State to give $4.5M to boost affordable housing stock on Cape

Two affordable housing developers received millions in subsidies and tax credits from Massachusetts to add 135 units of affordable housing in Eastham and Yarmouth.

Gov. Charlie Baker's office announced Tuesday that it will allocate $2 million for an affordable housing project at the site of the former Cavalier Motor Lodge on Route 28 in South Yarmouth. That project also will receive $2.55 million in state subsidy funds, according to Samantha-Rae Tuthill, director of marketing at Dakota Partners, the project's developer. The town of Yarmouth will contribute over $2 million in Community Preservation Act funds.

In Eastham, the Campbell-Purcell development off Brackett Road will receive $10 million over 10 years in federal low-income housing tax credits and $875,000 from the state for five years, according to Charlie Adams of the development firm Pennrose Properties.
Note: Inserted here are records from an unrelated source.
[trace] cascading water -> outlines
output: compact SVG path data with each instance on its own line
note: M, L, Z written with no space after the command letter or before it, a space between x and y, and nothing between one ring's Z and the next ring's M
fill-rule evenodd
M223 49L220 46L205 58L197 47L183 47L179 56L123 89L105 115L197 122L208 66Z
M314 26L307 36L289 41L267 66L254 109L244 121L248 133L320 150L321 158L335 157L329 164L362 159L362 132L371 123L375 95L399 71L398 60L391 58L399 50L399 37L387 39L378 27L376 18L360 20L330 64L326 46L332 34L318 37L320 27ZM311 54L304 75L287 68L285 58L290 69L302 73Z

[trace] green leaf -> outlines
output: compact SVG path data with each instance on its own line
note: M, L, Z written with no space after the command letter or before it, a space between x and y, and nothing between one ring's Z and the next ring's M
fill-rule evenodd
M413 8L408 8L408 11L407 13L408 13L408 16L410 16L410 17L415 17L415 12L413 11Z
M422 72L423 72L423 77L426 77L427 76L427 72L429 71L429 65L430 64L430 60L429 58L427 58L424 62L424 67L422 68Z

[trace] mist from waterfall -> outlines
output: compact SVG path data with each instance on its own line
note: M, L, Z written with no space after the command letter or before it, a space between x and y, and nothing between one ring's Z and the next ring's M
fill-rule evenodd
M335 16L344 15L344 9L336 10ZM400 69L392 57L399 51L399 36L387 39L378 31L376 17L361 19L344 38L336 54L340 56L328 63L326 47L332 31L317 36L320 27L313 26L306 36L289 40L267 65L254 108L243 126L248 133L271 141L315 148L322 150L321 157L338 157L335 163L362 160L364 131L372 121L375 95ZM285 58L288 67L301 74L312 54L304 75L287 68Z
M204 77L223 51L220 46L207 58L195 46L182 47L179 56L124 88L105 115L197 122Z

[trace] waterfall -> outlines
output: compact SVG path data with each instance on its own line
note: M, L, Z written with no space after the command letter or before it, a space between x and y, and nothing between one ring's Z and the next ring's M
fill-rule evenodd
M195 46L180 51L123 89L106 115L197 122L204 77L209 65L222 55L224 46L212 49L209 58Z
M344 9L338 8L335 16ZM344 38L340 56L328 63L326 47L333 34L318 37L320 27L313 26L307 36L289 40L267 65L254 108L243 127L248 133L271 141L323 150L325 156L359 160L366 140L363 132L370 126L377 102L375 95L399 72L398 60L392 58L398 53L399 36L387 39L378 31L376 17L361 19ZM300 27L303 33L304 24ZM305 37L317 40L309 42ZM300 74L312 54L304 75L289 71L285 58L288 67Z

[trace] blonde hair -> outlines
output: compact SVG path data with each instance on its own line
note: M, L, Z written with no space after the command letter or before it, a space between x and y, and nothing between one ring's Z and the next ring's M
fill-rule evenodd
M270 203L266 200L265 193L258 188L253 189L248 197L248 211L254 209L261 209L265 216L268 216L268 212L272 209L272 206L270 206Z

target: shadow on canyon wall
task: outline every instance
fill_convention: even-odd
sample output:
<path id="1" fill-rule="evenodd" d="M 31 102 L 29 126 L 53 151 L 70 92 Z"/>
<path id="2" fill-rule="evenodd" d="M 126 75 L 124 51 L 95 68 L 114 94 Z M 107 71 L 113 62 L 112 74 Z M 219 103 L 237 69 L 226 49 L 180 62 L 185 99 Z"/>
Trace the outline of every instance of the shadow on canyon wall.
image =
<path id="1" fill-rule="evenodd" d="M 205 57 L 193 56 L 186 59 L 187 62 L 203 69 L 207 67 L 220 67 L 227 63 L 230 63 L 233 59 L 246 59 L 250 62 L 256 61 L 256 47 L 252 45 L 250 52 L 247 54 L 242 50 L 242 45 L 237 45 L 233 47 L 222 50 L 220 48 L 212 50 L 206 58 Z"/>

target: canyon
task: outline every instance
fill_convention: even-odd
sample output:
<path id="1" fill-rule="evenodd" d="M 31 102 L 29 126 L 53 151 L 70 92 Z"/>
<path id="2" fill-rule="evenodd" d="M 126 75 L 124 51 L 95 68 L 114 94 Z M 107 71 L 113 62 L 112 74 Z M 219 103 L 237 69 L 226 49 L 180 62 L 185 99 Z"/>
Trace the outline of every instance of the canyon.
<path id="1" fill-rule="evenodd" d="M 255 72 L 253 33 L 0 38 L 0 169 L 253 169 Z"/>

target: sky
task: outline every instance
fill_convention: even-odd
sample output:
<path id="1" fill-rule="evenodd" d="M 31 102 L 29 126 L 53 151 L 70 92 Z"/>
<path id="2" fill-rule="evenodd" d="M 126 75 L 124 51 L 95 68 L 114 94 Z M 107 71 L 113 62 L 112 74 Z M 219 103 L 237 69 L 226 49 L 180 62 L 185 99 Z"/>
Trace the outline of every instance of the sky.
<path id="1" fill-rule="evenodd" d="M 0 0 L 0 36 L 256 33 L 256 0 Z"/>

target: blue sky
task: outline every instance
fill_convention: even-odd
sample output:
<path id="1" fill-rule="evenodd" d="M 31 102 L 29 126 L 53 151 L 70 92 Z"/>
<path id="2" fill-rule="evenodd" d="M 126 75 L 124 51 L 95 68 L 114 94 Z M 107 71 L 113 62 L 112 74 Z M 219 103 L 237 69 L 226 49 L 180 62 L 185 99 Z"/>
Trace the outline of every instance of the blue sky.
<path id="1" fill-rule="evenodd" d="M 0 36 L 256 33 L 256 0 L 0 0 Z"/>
The Yarmouth Green, as the Yarmouth project is called, will include 69 units spread across three buildings. Seven of the units will be restricted for families earning less than 30 percent of the area median income, according to a statement from Baker's office.

The Eastham project will add 65 rental apartments. That includes 15 units designed as workforce housing, meaning the tenants may earn up to 120% of the area median income. The other units are reserved for those earning 60% and 30% of area median income.

Cape Cod

In Yarmouth, the buildings on the property at 881 Route 28 have been demolished, said Mary Waygan, of the Yarmouth Community Development Office.

Eastham's project will be new construction on land the town bought years ago and preserved for affordable housing.

"It's great news," Eastham Town Planner Paul Lagg said. "We're ready for things to start moving."

The town of Eastham contributed $700,000 to the development. The developer will ask for another $400,000 in Community Preservation Act money at the spring town meeting, Adams said.

The Campbell-Purcell project is considered regional affordable housing, which is why the developers will also seek Community Preservation Act funding in the amount of $200,000 each from Truro, Wellfleet and Orleans, he said.

Pennrose aims to break ground this summer, Adams said.

Eastham has the lowest percentage of affordable housing on the Cape at just under 2%. The Campbell-Purcell project will bump it up to about 7%, Town Administrator Jacqueline Beebe said.

Yarmouth Town Administrator Daniel Knapik said town officials are "ecstatic" about the funding announcement. Dakota Partners has already completed its buildings permit applications for the project, and Knapik said he expects work will begin once the funding becomes accessible.

Once the units are built, Knapik said he expects they will fill up quickly.

"Housing and the lack thereof of affordable options continues to be a real plague on the Cape," he said. "It will fill a void in our community."